Schon Judith Schalanskys Vorgängerroman "Der Hals der Giraffe" handelte vom unausweichlich scheinenden Schwinden eines Individuums.  In dessen Folge begab sich die Autorin einige Jahre in Archive und Bibliotheken, um etwas zu erschaffen, was man als eine konzentrierte erzählerische Philosophie der Werte und ihres Verlöschens bezeichnen könnte. Das gedankendichte Vorwort weist auf das Ziel des Werkes hin, "Vergessenes zu beschwören, Verstummtes zu Wort kommen zu lassen und Versäumtes zu betrauern". Die Sprecher Bettina Hoppe und Wolfram Koch wissen, die folgenden zwölf, stilistisch sehr verschiedenen literarischen Miniaturen stimmlich aufmerksam umzusetzen. Sei es die Betrachtung eines Tieres einer aussterbenden Art im alten Rom, das Grübeln eines Kindes in der DDR der 80er, das den Tod nicht versteht, oder die in giftigem Selbstekel monologisierende Greta Garbo 1952 in New York. Sei es als  berührende Kurzgeschichte, historische Skizze oder als autobiografischer Bericht. In der schönen Gestaltung des Hörbuchs wird eines von Schalanskys immer wiederkehrenden Themen manifest: die Ästhetik des Mediums.

(bie)

Kurzbeschreibung

In zwölf virtuosen Erzählungen widmet sich Judith Schalansky dem, was das Verlorene hinterlässt: Gerüchte und Legenden, Auslassungszeichen und Phantomschmerzen.
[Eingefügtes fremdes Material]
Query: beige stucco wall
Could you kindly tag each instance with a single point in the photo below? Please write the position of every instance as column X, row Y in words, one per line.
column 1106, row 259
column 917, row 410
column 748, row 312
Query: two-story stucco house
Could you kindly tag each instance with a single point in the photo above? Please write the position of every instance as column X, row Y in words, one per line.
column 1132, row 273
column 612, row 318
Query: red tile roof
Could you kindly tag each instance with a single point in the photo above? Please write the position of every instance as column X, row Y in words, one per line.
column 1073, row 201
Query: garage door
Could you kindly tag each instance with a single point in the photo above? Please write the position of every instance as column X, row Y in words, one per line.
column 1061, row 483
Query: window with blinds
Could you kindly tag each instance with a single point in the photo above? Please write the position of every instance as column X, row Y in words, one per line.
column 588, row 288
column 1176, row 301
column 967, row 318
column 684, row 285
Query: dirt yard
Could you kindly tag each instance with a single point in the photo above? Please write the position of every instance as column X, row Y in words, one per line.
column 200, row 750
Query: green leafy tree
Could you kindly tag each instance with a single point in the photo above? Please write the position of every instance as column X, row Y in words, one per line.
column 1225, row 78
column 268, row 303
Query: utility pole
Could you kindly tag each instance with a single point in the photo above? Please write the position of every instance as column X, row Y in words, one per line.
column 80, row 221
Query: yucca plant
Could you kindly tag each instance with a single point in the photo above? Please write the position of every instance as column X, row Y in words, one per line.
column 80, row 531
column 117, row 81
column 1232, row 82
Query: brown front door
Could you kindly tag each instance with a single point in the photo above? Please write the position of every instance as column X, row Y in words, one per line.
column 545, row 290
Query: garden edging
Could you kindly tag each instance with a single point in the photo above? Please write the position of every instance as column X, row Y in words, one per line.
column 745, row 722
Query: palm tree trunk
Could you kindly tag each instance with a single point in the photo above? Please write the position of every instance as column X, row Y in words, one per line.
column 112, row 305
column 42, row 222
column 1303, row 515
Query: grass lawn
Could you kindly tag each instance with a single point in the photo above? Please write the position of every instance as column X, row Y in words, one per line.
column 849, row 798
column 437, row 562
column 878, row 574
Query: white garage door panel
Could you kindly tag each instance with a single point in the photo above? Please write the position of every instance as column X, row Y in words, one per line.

Ihre Protagonisten kämpfen auf unterschiedlichste Weise gegen die Vergänglichkeit: ein alter Mann, der das Wissen der Menschheit hortet, ein Ruinenmaler, der die Vergangenheit erschafft, wie sie niemals war, die gealterte Greta Garbo, die durch Manhattan streift und sich fragt, wann genau sie wohl gestorben sein mag, und Schalansky selbst, die in den Leerstellen ihrer eigenen Kindheit die Geschichtslosigkeit der DDR aufspürt.